In the GeneBase folder you will obtain three tab-delimited files: “gene_ontology.txt”, “gene_summary.txt” and “gene_table.txt”.

To import these files into GeneBase software, please go back to GeneBase tutorial step 1.3.

Section B - calculate_sequences.py

1. Go to the GeneBase folder.

2. If not already present, save a copy of the script file of interest in this folder.

Please note that, in order to correctly execute the script, you need to have the following files in the same folder:
- calculate_sequences.py;
- exon_intron.txt;
- FASTA file(s) with the downloaded chromosome sequences, in this example sequence.fasta and
sequence(1).fasta;
- file_list.txt (with a list of FASTA file names).

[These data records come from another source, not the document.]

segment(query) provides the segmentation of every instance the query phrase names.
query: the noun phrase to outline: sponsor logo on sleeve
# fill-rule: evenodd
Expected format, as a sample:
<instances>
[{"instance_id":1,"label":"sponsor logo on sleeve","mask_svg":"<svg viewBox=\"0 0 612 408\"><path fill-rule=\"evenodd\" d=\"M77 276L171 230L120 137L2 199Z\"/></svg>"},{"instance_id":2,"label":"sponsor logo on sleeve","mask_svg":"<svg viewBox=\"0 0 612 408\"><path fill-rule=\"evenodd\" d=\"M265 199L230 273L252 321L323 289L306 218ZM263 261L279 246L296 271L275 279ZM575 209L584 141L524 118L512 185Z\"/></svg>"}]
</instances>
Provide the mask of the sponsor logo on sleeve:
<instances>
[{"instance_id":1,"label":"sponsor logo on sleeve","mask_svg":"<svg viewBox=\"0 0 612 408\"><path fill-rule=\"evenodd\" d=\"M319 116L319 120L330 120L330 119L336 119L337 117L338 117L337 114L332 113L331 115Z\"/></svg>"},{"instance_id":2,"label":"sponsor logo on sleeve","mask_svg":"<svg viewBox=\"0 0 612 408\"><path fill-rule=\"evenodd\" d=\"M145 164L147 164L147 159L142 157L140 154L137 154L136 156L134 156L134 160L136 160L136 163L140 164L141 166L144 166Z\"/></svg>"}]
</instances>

3. Double-click on the “calculate_sequences.py” script file and two windows will appear: the “Python Shell” and “IDLE”.

4. To execute the script, keeping the “calculate_sequences.py” window active, select “Run Module” from the “Run” menu.

5. The programme is finished when the message “Exon and intron sequences calculated” appears in the “Python Shell” (this could take some hours).

In the GeneBase folder you will obtain a tab-delimited file named “exon_intron_seq.tab”.

To import this file into GeneBase software, please go back to GeneBase tutorial step 2.3.